Based on our DEGs analysis we also revealed pathways and upstream regulators associated with bacterial response and the activation of the NFκB transcription factor. These pathways promote the production of pro-inflammatory molecules, including tumor necrosis factor (TNF), interleukins (IL)-1, IL-6, IL-1B, and interferon (IFN-γ) (58). One significant pathway that stood out was the S100 family signaling pathway. It was notably activated in the UC vs. control comparison and ranked among the top ten activated signaling pathways in the CD comparison (data not shown). This pathway plays a crucial role in IBD, particularly through the involvement of S100A8 and S100A9 proteins, collectively known as calprotectin. These proteins are highly expressed by neutrophils and immune cells during inflammation and serve as a fecal calprotectin marker for inflammation and disease activity in UC (59). Another pathway enriched in UC was the IL-17 signaling. This pathway was also ranked in the top 20 pathways in CD and IBD comparisons (data not shown). Elevated IL-17 levels in active IBD patients’ blood and inflamed mucosa underline its role in disease inflammation (60, 61). However, caution is warranted in targeting this pathway for treatment, as observed in clinical studies using IL-17 inhibitors. These trials revealed heightened risks, including increased Candida albicans infections in IBD patients’ intestinal mucosa and severe adverse events leading to the premature cessation of an anti-IL-17 treatment trial for CD (60, 61). Clinical trials targeting the IL17 pathways show improvement in other inflammatory conditions, such as psoriasis, however, their administration has shown links to both new-onset and exacerbation of IBD, emphasizing the complexity and potential risks associated with manipulating this pathway in IBD therapy (62, 63). It’s noteworthy that to date, there are no ongoing clinical trials specifically targeting the IL-17 pathway for inflammatory bowel disease, signifying the need for further research to understand its role and develop safer, more effective treatments tailored to these diseases.

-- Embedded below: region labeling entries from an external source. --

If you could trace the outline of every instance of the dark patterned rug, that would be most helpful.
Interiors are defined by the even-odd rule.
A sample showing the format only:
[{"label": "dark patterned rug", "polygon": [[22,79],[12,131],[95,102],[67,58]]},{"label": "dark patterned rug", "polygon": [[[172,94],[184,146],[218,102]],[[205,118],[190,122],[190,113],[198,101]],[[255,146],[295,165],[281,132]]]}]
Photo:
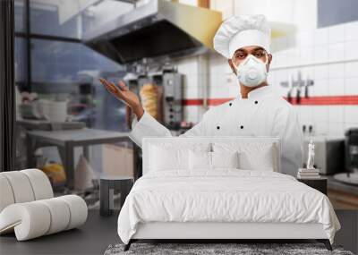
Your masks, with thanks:
[{"label": "dark patterned rug", "polygon": [[127,251],[124,244],[111,244],[105,255],[119,254],[339,254],[354,255],[344,251],[342,246],[333,245],[333,251],[323,243],[141,243],[134,242]]}]

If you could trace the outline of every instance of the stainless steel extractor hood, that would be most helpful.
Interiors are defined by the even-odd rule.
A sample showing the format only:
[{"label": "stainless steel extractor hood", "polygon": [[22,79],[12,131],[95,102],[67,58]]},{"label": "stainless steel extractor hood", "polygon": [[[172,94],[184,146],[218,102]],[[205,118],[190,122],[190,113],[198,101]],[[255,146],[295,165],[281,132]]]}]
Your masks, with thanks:
[{"label": "stainless steel extractor hood", "polygon": [[83,35],[84,43],[120,64],[182,56],[212,48],[221,13],[151,0]]}]

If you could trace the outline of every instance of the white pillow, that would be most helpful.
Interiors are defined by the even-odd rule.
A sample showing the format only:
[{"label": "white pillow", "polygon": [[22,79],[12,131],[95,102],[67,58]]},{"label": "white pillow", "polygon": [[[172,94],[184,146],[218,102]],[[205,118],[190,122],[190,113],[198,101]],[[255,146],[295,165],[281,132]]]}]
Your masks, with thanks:
[{"label": "white pillow", "polygon": [[215,168],[239,168],[238,152],[209,152],[189,150],[191,170],[214,170]]},{"label": "white pillow", "polygon": [[277,169],[272,143],[214,142],[212,147],[215,152],[238,151],[240,169],[261,171]]},{"label": "white pillow", "polygon": [[188,149],[151,146],[149,171],[188,169]]},{"label": "white pillow", "polygon": [[189,150],[189,169],[211,170],[211,152]]},{"label": "white pillow", "polygon": [[239,168],[239,153],[211,152],[212,168]]},{"label": "white pillow", "polygon": [[189,149],[209,151],[209,142],[156,142],[149,144],[149,171],[188,170]]}]

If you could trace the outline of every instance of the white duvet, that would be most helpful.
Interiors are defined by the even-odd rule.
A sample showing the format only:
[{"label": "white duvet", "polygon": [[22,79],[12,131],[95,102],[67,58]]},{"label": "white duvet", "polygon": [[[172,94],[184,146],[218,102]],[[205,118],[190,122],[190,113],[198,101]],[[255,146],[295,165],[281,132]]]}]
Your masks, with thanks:
[{"label": "white duvet", "polygon": [[238,169],[160,171],[137,180],[118,217],[128,243],[138,223],[320,223],[330,242],[340,229],[329,200],[290,175]]}]

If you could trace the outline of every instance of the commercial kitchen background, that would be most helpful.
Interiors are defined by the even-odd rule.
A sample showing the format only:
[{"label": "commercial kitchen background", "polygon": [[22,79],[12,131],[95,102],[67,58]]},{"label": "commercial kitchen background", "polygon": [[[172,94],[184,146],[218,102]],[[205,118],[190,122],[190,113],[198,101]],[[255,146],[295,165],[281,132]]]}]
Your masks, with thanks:
[{"label": "commercial kitchen background", "polygon": [[[128,123],[132,123],[133,115],[128,118],[125,105],[109,95],[98,78],[132,81],[146,75],[160,76],[163,70],[168,68],[170,72],[182,74],[179,84],[183,86],[182,121],[186,125],[182,123],[180,128],[173,129],[175,135],[200,122],[208,108],[240,95],[236,78],[226,60],[212,50],[170,58],[166,66],[155,70],[154,74],[150,73],[150,60],[144,59],[138,62],[138,68],[134,70],[137,73],[131,72],[134,76],[129,76],[124,64],[107,58],[82,42],[83,35],[91,30],[149,1],[138,1],[136,6],[130,2],[15,0],[20,145],[17,146],[16,168],[29,166],[26,132],[39,129],[39,125],[21,117],[27,113],[21,106],[24,103],[21,98],[31,98],[24,91],[37,92],[38,98],[67,100],[67,123],[69,120],[82,122],[89,128],[125,133],[130,132]],[[277,32],[272,38],[273,61],[268,83],[283,97],[289,98],[291,96],[305,136],[323,137],[325,141],[338,139],[343,142],[346,139],[345,132],[358,127],[358,14],[354,13],[358,4],[355,1],[173,2],[221,12],[223,19],[233,14],[265,14],[273,31]],[[299,101],[296,98],[298,90],[301,91]],[[50,123],[52,130],[64,128],[65,124]],[[82,173],[77,178],[96,179],[100,174],[115,171],[135,174],[138,169],[134,169],[132,163],[140,153],[135,149],[133,152],[133,149],[130,140],[115,142],[115,145],[94,145],[89,148],[87,160],[81,157],[82,149],[76,148],[74,166],[76,172]],[[33,155],[37,166],[47,168],[48,173],[66,171],[63,169],[56,147],[38,149]],[[321,157],[331,155],[324,153]],[[55,170],[54,164],[60,168]],[[128,168],[131,169],[128,171]],[[335,180],[332,176],[336,172],[347,171],[344,161],[338,168],[328,175],[330,198],[337,208],[356,208],[358,188]],[[61,183],[64,178],[58,177],[58,180]],[[64,190],[59,189],[59,191]]]}]

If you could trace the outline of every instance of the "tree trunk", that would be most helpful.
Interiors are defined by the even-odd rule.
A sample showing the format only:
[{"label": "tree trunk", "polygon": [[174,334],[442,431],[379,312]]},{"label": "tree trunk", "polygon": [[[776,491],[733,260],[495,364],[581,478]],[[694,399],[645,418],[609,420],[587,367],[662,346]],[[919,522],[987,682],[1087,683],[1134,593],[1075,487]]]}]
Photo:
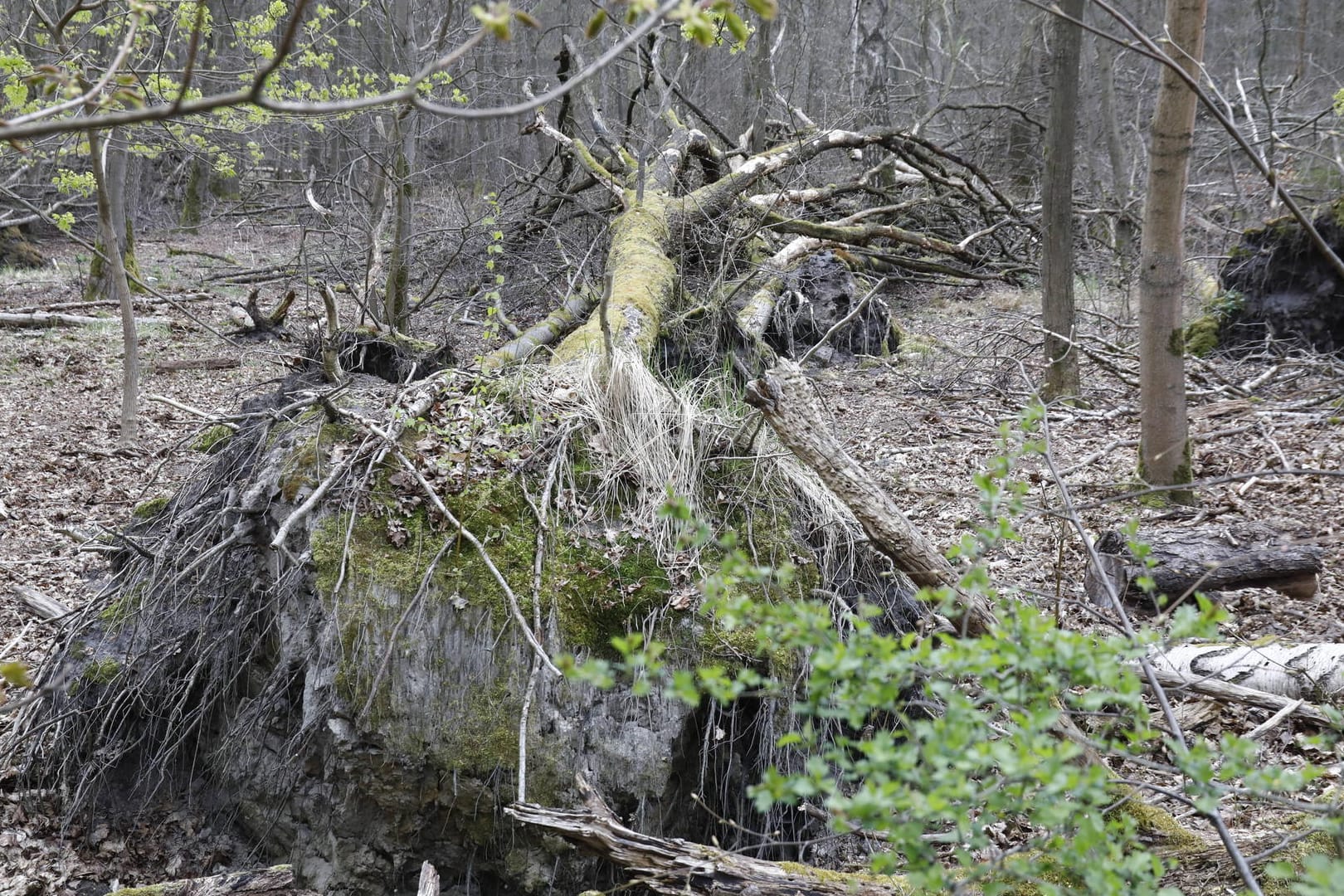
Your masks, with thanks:
[{"label": "tree trunk", "polygon": [[[108,261],[114,251],[120,258],[124,275],[138,275],[136,238],[130,223],[130,214],[126,210],[126,184],[132,180],[134,159],[130,156],[120,129],[113,129],[106,140],[98,141],[98,145],[99,152],[97,153],[90,146],[90,156],[94,157],[94,171],[101,171],[103,175],[105,185],[99,189],[106,191],[108,215],[112,220],[112,232],[116,235],[116,239],[109,238],[99,228],[98,238],[94,240],[97,251],[89,262],[89,282],[85,285],[85,298],[89,301],[99,296],[114,294],[116,286],[112,281],[116,278],[116,274],[108,266]],[[126,278],[126,282],[129,283],[129,278]],[[137,290],[132,286],[132,292]]]},{"label": "tree trunk", "polygon": [[1153,582],[1153,599],[1177,600],[1195,591],[1274,588],[1305,600],[1317,590],[1324,548],[1297,544],[1267,525],[1211,525],[1168,532],[1140,533],[1148,545],[1144,560],[1128,548],[1128,537],[1105,532],[1097,539],[1099,566],[1089,566],[1085,588],[1098,604],[1109,606],[1110,594],[1140,596],[1136,582]]},{"label": "tree trunk", "polygon": [[1097,39],[1097,81],[1099,82],[1101,126],[1105,129],[1106,159],[1110,161],[1111,201],[1117,207],[1114,250],[1125,282],[1125,306],[1129,308],[1129,253],[1134,242],[1134,224],[1126,211],[1129,206],[1129,167],[1125,161],[1125,144],[1120,133],[1120,114],[1116,110],[1116,44],[1102,38]]},{"label": "tree trunk", "polygon": [[[117,132],[113,132],[108,138],[109,148],[117,142],[120,142]],[[124,156],[125,149],[109,153],[103,153],[102,150],[103,142],[98,132],[90,130],[89,154],[93,161],[93,176],[98,195],[98,236],[102,246],[106,247],[103,250],[106,277],[99,289],[105,290],[106,297],[116,300],[121,308],[121,345],[124,355],[121,375],[121,442],[122,445],[129,445],[136,441],[136,414],[140,410],[140,339],[136,333],[136,312],[130,304],[130,282],[126,279],[126,267],[122,263],[121,251],[118,251],[120,242],[113,211],[113,191],[120,191],[121,187],[113,179],[112,165],[112,160],[118,154]],[[108,156],[112,156],[112,159]],[[108,165],[106,168],[103,167],[105,164]],[[124,165],[121,167],[121,173],[125,175]],[[124,207],[122,212],[125,212]],[[98,257],[95,255],[95,258]],[[91,283],[91,274],[89,279]]]},{"label": "tree trunk", "polygon": [[394,330],[406,328],[410,308],[407,289],[413,251],[415,215],[415,113],[407,106],[392,122],[392,251],[387,259],[387,285],[383,292],[383,322]]},{"label": "tree trunk", "polygon": [[[1171,56],[1199,77],[1207,0],[1168,0]],[[1185,340],[1181,330],[1185,184],[1195,94],[1163,69],[1148,154],[1142,257],[1138,274],[1140,476],[1153,485],[1191,481],[1185,420]],[[1171,492],[1189,501],[1188,492]]]},{"label": "tree trunk", "polygon": [[1231,682],[1290,700],[1344,695],[1344,643],[1183,643],[1149,662],[1171,680]]},{"label": "tree trunk", "polygon": [[[1060,0],[1059,9],[1081,20],[1083,0]],[[1042,317],[1046,328],[1044,398],[1078,395],[1074,337],[1074,137],[1078,129],[1078,58],[1082,28],[1055,16],[1055,51],[1050,73],[1050,125],[1046,130],[1046,175],[1042,183],[1040,254]]]},{"label": "tree trunk", "polygon": [[[411,40],[411,0],[395,0],[391,7],[390,42],[392,71],[413,67],[415,43]],[[390,183],[392,191],[392,250],[387,259],[387,281],[383,286],[383,322],[394,330],[406,328],[410,308],[413,230],[415,216],[415,149],[419,118],[411,105],[396,110],[388,134]]]}]

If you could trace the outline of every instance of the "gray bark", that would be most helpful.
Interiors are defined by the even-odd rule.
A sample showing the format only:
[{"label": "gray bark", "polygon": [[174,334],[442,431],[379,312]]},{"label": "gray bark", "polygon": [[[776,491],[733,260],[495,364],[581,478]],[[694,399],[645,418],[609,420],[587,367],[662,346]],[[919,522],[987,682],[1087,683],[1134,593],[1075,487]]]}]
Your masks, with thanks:
[{"label": "gray bark", "polygon": [[[1204,56],[1207,0],[1168,0],[1171,55],[1191,77]],[[1181,330],[1185,185],[1195,128],[1193,91],[1163,69],[1153,113],[1138,271],[1140,476],[1153,485],[1191,481]],[[1192,500],[1172,492],[1176,501]]]},{"label": "gray bark", "polygon": [[[1060,0],[1060,12],[1082,19],[1083,0]],[[1074,336],[1074,144],[1078,129],[1078,58],[1082,28],[1056,16],[1050,73],[1050,125],[1042,183],[1042,317],[1046,328],[1046,400],[1078,395]]]}]

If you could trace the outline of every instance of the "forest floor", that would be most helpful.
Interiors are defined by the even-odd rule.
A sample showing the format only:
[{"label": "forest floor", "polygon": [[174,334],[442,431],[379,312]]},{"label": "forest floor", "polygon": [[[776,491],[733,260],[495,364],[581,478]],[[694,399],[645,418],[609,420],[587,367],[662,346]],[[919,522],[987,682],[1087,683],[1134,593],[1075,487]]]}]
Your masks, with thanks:
[{"label": "forest floor", "polygon": [[[292,247],[292,230],[211,231],[207,235],[142,239],[141,269],[171,296],[206,293],[173,308],[145,305],[140,313],[167,325],[141,332],[145,359],[141,434],[134,447],[118,445],[121,336],[106,326],[0,329],[0,662],[40,662],[59,623],[38,619],[16,588],[35,588],[70,607],[87,602],[102,575],[90,547],[126,524],[134,506],[165,496],[204,458],[194,449],[206,420],[163,396],[208,415],[237,411],[243,398],[266,390],[286,372],[298,347],[222,340],[227,302],[242,302],[247,286],[206,278],[227,265],[195,255],[198,249],[231,257],[235,267],[262,266]],[[0,310],[48,308],[79,300],[79,261],[59,244],[40,271],[0,271]],[[281,283],[262,286],[262,306]],[[996,454],[1000,427],[1012,427],[1031,398],[1028,377],[1039,352],[1039,298],[1027,290],[923,289],[896,300],[902,325],[919,336],[919,351],[891,361],[866,360],[821,368],[839,433],[853,455],[891,490],[896,504],[934,543],[950,545],[978,521],[973,476]],[[1223,595],[1228,638],[1344,639],[1344,480],[1258,476],[1203,488],[1191,509],[1149,508],[1137,500],[1103,501],[1132,489],[1137,466],[1137,388],[1132,355],[1136,332],[1113,292],[1087,293],[1083,309],[1083,382],[1089,407],[1058,407],[1048,415],[1051,458],[1070,493],[1086,509],[1091,533],[1137,517],[1144,529],[1270,523],[1288,536],[1325,548],[1325,574],[1312,599],[1267,590]],[[302,318],[312,308],[298,309]],[[188,314],[190,312],[190,314]],[[78,312],[89,313],[89,312]],[[527,321],[519,321],[526,324]],[[474,328],[478,324],[462,324]],[[464,344],[474,339],[466,333]],[[155,361],[230,357],[223,371],[153,372]],[[1277,345],[1239,357],[1195,360],[1189,382],[1198,480],[1250,474],[1273,467],[1344,470],[1344,363]],[[1060,613],[1071,625],[1095,625],[1085,609],[1085,556],[1059,506],[1059,489],[1046,465],[1030,461],[1031,484],[1019,521],[1020,541],[999,549],[991,568],[999,583]],[[11,697],[20,697],[12,692]],[[1245,733],[1271,713],[1187,700],[1188,729],[1215,739]],[[0,732],[7,716],[0,716]],[[1289,766],[1328,758],[1304,747],[1309,729],[1281,721],[1259,743],[1263,760]],[[95,896],[120,883],[194,877],[255,864],[226,832],[172,807],[130,829],[116,823],[62,827],[55,794],[22,790],[13,766],[0,756],[0,896],[81,893]],[[1337,763],[1337,759],[1333,760]],[[1322,785],[1340,783],[1332,766]],[[1168,806],[1179,811],[1179,806]],[[1271,834],[1279,819],[1234,814],[1246,841]],[[1192,822],[1193,825],[1193,822]],[[1005,844],[1008,845],[1008,844]],[[1203,873],[1203,872],[1200,872]],[[1181,880],[1200,892],[1198,879]],[[1223,891],[1219,891],[1223,892]]]}]

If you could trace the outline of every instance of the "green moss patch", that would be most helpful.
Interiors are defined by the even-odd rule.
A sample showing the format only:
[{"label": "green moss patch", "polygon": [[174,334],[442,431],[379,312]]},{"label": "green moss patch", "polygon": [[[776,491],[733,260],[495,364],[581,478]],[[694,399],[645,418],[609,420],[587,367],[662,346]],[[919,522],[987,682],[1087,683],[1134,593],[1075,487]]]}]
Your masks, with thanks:
[{"label": "green moss patch", "polygon": [[196,451],[203,451],[204,454],[218,454],[224,450],[224,446],[228,445],[228,439],[233,437],[233,427],[216,423],[198,435],[191,447]]}]

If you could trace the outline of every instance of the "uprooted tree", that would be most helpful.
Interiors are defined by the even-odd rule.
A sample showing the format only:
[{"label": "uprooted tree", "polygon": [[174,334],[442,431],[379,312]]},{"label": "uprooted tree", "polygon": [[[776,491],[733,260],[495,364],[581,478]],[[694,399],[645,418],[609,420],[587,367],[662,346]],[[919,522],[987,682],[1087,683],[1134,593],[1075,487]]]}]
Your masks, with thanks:
[{"label": "uprooted tree", "polygon": [[[1152,736],[1124,665],[1150,669],[1142,652],[1091,656],[992,607],[974,544],[954,567],[910,525],[831,435],[801,365],[894,351],[880,293],[902,278],[1028,270],[1030,223],[913,134],[785,109],[763,152],[715,142],[676,111],[659,47],[656,153],[582,93],[593,133],[563,111],[530,128],[569,163],[532,181],[512,254],[571,258],[566,227],[601,216],[601,274],[574,270],[478,368],[337,332],[332,312],[310,369],[245,404],[202,474],[118,541],[43,672],[51,699],[24,709],[28,768],[75,806],[208,794],[328,892],[405,885],[423,860],[485,892],[616,883],[566,838],[657,892],[907,885],[671,837],[844,865],[874,848],[863,827],[906,838],[887,870],[903,856],[926,876],[910,880],[954,856],[965,881],[1048,873],[1093,892],[1153,884],[1136,829],[1207,856],[1095,755]],[[1012,506],[1009,467],[984,486],[984,539]],[[564,677],[564,654],[609,665]],[[606,678],[622,665],[633,682]],[[847,678],[856,665],[874,674]],[[1313,674],[1335,686],[1337,666]],[[1110,713],[1081,731],[1066,712],[1116,707],[1133,727]],[[927,766],[883,764],[910,744]],[[1216,819],[1218,795],[1196,810]],[[986,852],[1000,822],[1023,826],[1020,856]]]}]

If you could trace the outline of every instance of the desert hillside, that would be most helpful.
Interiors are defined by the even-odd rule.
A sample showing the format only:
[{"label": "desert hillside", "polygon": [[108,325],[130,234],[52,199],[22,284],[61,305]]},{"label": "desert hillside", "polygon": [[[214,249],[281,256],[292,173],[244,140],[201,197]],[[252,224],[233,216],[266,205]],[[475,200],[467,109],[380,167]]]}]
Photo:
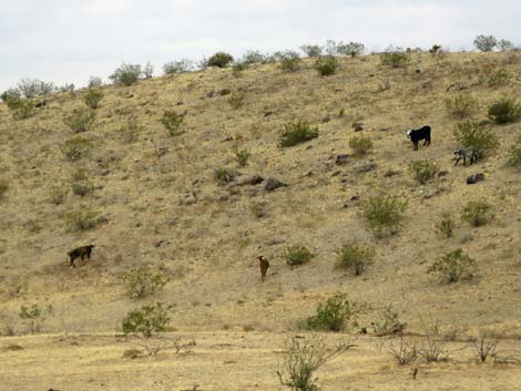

The pathways undergoing downregulation, encompassing metabolic, catabolic, and NR pathways, play a critical role in immune cell functions (64). Among these pathways, the LXR/RXR pathway has role in attenuating proinflammatory responses by modulating NFκB activity (65). Notably, in CD and IBD, we observed downregulation of this pathway alongside activation of the upstream regulator NFκB complex. In UC, while NFκB activation was also evident, the LXR/RXR pathway did not rank among the top 20 downregulated pathways. However, upon closer examination of the downregulated pathways in UC, the LXR/RXR pathway fell just slightly below the significance Z-score cutoff (data not shown). Furthermore, other immunometabolism pathways such as PXR/RXR Activation and the xenobiotic metabolism PXR signaling pathway, which also modulate NFκB activity (66), are downregulated in UC. Notably, NR pathways are significantly influenced by gut microbes (67) and can be a pharmacologically target for autoimmune treatment (34, 68).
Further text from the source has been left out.